There are deep hurts in this world. Blonde, blue-eyed boys like my son have a lot of privileges. And my son is only mine by the thinnest threads of DNA. He belongs in this great wild world with its pain and fears, but even in pains and fears there is more. In the wild world is the beautiful bounty of languages and colors of skin (even more than those in the halls of his school!), the height of mountains and depth of oceans, and the vast starry hosts that man has only just begun to explore. Only God could hold this altogether, this swirl of contrasts, with a dance at its center between Father, Son, and Holy Spirit. God’s got the whole wild world in those Hands.
Emily Chambers Sharpe is writing a love story with her husband, 3 sons, and dog in Charlotte, NC. By day, she is a Senior Health and Nutrition Advisor for Medair, a Swiss humanitarian NGO inspired by Christian faith to relieve human suffering through relief and recovery efforts in remote and devastated places. At one point, she was assistant coach to the two-time national high school basketball championship girls’ team from West Darfur, Sudan, and before that, she worked for Southern Living Weddings magazine. She puts off housework to spend time outdoors with her family, tries new recipes every week, and loves books and music.
I love that your gut response to the agony of injustice is to engage boldly.
Thank you for chronically a day in the wild world. And for introducing the welcoming prayer.
I don’t know if it’s really a gut response–more a practice that I’m working on in faith! Thanks for reading along. The welcoming prayer has been an amazing help to me.
Congrats on your first Red Tent post! I always enjoy seeing first-time posts. Thanks for sharing this.
Thanks, Angela. Happy Thanksgiving!
Intrigued by your use of “Welcoming Prayer!”

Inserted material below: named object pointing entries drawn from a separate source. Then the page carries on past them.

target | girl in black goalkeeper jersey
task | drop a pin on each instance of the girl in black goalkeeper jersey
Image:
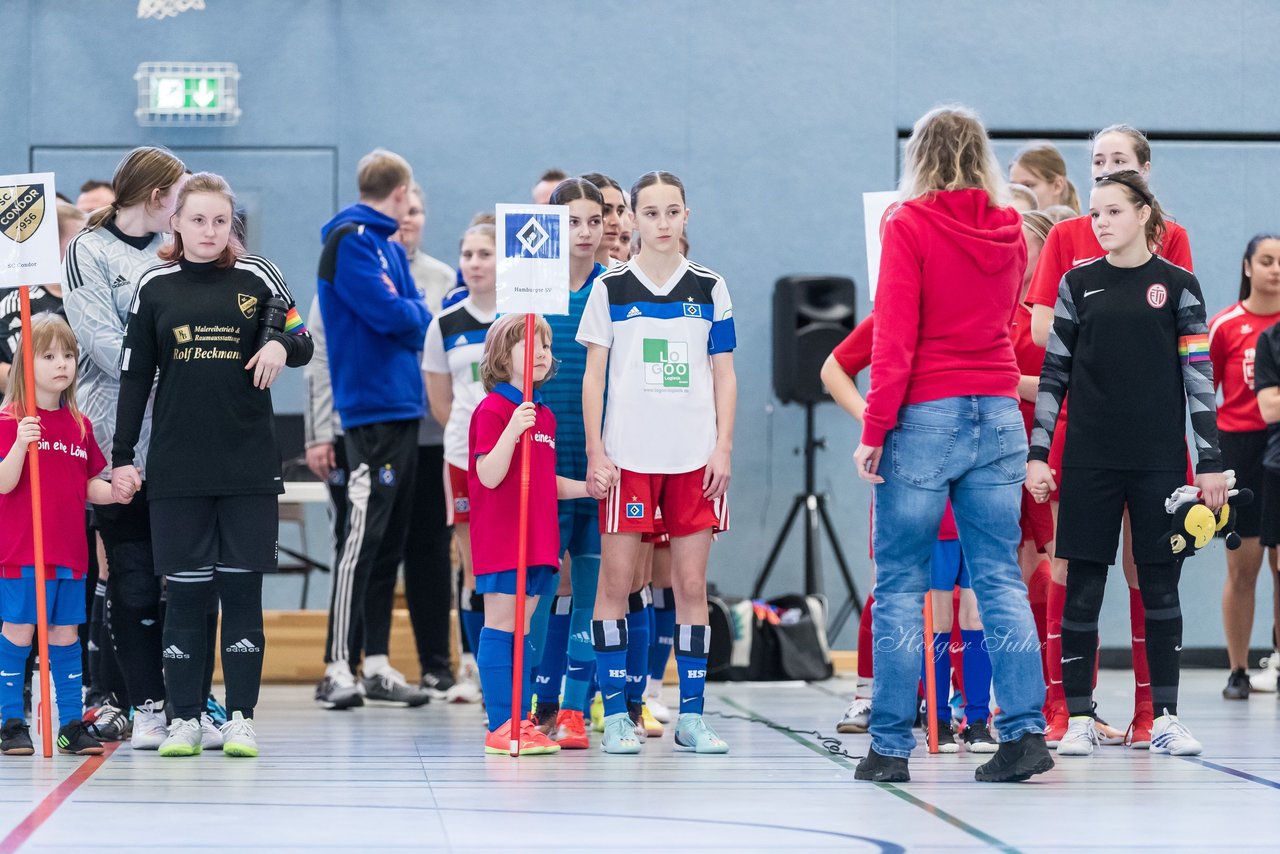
(1130, 342)
(213, 470)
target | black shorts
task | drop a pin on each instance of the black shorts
(1269, 508)
(227, 530)
(1092, 507)
(1242, 452)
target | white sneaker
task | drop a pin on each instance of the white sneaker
(653, 702)
(1080, 738)
(1168, 735)
(858, 716)
(1265, 680)
(210, 736)
(467, 688)
(184, 739)
(150, 729)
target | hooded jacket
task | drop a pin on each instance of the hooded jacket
(374, 319)
(951, 269)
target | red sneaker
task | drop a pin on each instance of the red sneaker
(531, 741)
(571, 731)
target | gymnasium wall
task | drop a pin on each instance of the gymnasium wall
(776, 115)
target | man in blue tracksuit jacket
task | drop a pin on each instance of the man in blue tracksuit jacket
(375, 323)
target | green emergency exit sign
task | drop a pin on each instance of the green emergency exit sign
(184, 94)
(187, 94)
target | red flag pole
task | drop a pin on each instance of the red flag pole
(931, 688)
(522, 551)
(37, 529)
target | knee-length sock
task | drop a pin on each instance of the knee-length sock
(243, 640)
(186, 620)
(580, 672)
(1086, 584)
(1164, 625)
(494, 660)
(65, 670)
(611, 640)
(693, 644)
(663, 638)
(551, 670)
(639, 625)
(977, 676)
(13, 660)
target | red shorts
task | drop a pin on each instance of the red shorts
(631, 506)
(658, 537)
(457, 499)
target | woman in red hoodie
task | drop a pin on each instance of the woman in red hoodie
(942, 421)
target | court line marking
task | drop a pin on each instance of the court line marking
(44, 811)
(1234, 772)
(933, 809)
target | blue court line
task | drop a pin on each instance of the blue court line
(1234, 772)
(933, 809)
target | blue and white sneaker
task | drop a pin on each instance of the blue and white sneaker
(1169, 735)
(620, 734)
(694, 735)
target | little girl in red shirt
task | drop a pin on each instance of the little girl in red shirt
(497, 425)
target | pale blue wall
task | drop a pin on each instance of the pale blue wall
(776, 114)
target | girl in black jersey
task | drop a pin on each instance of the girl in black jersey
(1130, 342)
(213, 470)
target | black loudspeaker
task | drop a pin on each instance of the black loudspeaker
(812, 314)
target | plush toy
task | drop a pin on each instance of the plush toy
(1194, 524)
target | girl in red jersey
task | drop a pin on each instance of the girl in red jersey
(1040, 168)
(71, 462)
(1069, 245)
(1233, 339)
(497, 424)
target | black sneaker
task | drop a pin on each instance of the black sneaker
(977, 738)
(16, 738)
(946, 738)
(74, 740)
(1237, 685)
(1016, 761)
(880, 768)
(438, 683)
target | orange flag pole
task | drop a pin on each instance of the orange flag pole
(931, 689)
(522, 551)
(37, 529)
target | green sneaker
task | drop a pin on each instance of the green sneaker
(694, 735)
(238, 738)
(184, 738)
(620, 735)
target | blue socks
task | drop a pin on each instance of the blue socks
(639, 621)
(977, 676)
(551, 668)
(67, 672)
(471, 615)
(663, 631)
(693, 644)
(13, 665)
(611, 662)
(580, 674)
(941, 672)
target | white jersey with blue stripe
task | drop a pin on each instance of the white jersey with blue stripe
(661, 412)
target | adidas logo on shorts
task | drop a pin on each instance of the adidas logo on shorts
(243, 645)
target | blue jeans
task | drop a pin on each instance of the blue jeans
(972, 450)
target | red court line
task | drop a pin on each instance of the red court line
(18, 836)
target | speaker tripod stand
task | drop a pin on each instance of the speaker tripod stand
(814, 507)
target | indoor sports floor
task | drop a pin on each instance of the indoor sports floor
(388, 779)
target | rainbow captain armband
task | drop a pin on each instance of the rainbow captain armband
(1193, 348)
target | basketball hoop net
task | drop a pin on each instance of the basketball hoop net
(160, 9)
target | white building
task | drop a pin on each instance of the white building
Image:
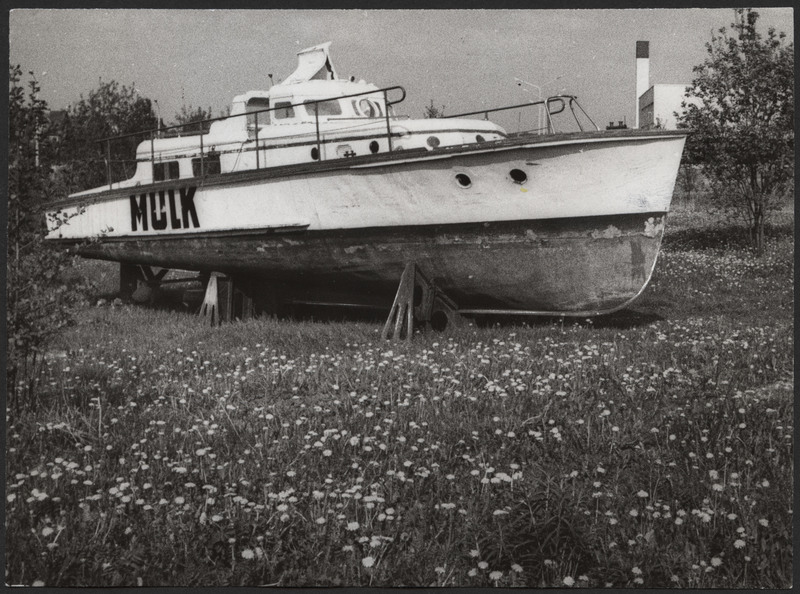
(656, 107)
(659, 104)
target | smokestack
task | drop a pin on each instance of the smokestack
(642, 72)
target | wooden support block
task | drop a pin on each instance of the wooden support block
(227, 299)
(434, 308)
(402, 313)
(129, 277)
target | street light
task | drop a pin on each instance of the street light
(158, 109)
(521, 82)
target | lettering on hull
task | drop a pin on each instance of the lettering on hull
(160, 210)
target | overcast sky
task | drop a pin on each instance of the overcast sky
(462, 59)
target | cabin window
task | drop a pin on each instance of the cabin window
(330, 107)
(257, 104)
(371, 109)
(166, 170)
(283, 110)
(210, 163)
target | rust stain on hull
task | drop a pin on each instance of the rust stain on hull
(594, 264)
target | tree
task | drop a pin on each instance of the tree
(111, 110)
(38, 301)
(744, 120)
(189, 116)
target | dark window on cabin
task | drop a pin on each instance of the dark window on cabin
(369, 108)
(257, 104)
(330, 107)
(166, 170)
(283, 110)
(211, 164)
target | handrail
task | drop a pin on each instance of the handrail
(546, 102)
(158, 132)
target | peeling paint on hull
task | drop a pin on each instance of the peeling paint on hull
(572, 266)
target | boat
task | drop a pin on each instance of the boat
(319, 192)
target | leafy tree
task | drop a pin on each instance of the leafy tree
(744, 120)
(431, 111)
(38, 300)
(189, 116)
(111, 110)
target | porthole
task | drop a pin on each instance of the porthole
(463, 180)
(519, 176)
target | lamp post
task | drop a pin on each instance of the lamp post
(158, 109)
(521, 82)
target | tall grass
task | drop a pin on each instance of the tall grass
(652, 448)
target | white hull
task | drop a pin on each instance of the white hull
(591, 175)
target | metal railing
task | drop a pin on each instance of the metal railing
(175, 131)
(560, 102)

emily, i enjoyed reading your response to your son’s start of kindergarten. i still remember when my oldest began school. it seems the first is always more difficult and traumatic for the mom. our 2 older daughters started school in Jamaica, where we lived for 7 years. i’m glad they had that opportunity. i’m sure it affected them positively in terms of skin color not affecting them in regard to relationships. it was a positive influence on all our family even though we had to leave shortly after our third daughter was born. (work permits not renewed by the government)
you are fortunate to have the kind of magnet school available in your community that you have. our daughters are now all in their 40’s and we are grandparents, but that international outlook is so beneficial…and has been. my parents were missionaries at 2 stages of my life (bolivia and costa rica) i find that i am not nearly as US focused as some of my friends. yes, i love the US, but i know that there are countries that do their governments differently and in some cases it goes well. i have also seen some changes in our country that remind me of changes i saw in some of the third world countries that didn’t do well and it raises red flags in my head when others are fine.